Contour ploughing (poetry, permaculture and P A Yeomans)

Monday, November 11, 2013

Packing up the house today. About to leave on a year's adventure. Dipping into old notebooks. Stopping on this page. From fifteen years ago. A hill in Musk, close to here: Contour ploughing.


A black shouldered kite
follows my spine –
scribed by a grader,
filled with coarse rock
pursues the depression
         contours of my
         tired back;
my blades
with sour grasses
of mid-summer
once covered in clover
           like my belly now
dark and wet
protected from the sun's west

The drawing and poem were very simply imagined sometime in my late twenties (the notebook entry is undated). A vineyard is now situated on this hill, but it has never been ploughed on contour to create swales for passive water harvesting.
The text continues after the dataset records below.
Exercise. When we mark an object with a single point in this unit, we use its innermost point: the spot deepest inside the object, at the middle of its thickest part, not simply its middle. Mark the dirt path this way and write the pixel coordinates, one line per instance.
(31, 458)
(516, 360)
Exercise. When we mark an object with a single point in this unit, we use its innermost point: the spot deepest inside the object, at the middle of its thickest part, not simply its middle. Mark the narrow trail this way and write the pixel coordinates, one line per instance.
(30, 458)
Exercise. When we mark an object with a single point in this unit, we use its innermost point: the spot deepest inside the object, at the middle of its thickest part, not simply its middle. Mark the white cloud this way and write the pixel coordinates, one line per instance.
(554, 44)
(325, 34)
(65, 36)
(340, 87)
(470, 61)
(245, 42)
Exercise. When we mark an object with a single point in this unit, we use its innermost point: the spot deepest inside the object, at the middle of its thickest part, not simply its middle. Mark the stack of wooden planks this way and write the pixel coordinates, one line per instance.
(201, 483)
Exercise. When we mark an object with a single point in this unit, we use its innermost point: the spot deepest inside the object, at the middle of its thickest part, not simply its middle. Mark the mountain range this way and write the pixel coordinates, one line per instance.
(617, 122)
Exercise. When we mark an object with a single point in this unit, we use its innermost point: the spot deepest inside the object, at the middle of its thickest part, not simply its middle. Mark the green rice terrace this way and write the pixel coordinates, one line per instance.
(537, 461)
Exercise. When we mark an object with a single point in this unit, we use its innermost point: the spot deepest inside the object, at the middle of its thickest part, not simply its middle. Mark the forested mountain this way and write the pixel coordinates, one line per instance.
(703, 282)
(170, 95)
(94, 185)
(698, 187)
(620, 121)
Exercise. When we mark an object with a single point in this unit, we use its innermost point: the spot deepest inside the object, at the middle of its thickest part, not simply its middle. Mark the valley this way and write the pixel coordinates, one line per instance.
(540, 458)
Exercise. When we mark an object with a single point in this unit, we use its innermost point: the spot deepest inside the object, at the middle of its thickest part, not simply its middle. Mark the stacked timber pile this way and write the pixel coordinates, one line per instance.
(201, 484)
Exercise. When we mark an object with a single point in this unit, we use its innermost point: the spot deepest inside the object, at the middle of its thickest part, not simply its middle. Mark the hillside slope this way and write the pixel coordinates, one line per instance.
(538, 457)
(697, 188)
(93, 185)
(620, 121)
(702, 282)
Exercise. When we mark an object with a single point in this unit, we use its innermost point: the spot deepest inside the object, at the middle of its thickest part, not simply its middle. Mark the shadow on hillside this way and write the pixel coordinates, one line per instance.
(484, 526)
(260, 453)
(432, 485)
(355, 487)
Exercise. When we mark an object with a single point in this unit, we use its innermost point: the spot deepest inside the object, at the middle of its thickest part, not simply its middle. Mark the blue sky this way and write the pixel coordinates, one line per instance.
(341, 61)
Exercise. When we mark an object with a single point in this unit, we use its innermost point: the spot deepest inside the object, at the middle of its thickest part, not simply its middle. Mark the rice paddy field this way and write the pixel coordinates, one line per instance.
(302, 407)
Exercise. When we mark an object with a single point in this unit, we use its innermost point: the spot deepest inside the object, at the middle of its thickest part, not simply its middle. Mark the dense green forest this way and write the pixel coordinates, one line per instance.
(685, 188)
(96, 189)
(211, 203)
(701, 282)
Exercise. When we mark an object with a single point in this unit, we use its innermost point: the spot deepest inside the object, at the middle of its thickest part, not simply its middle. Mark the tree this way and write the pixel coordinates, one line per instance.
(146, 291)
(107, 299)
Well before I was ready to know about P A Yeomans, permaculture, ploughs and poetics or my own political imperative of bringing back the digging stick, I was intuitively writing and drawing up the logic of rehydrating land through swales – spoon drains that follow contours and hold up rain water. All these years later Ian Milliss and Lucas Ihlein are focussing on these very relationships in a show called The Yeomans Project. They have asked Milkwood Permaculture, Taranaki Farm, (f)route, Diego Bonetto and us, Artist as Family, along for the ride. And we will be riding over 1000 kms to witness this project, leaving Friday.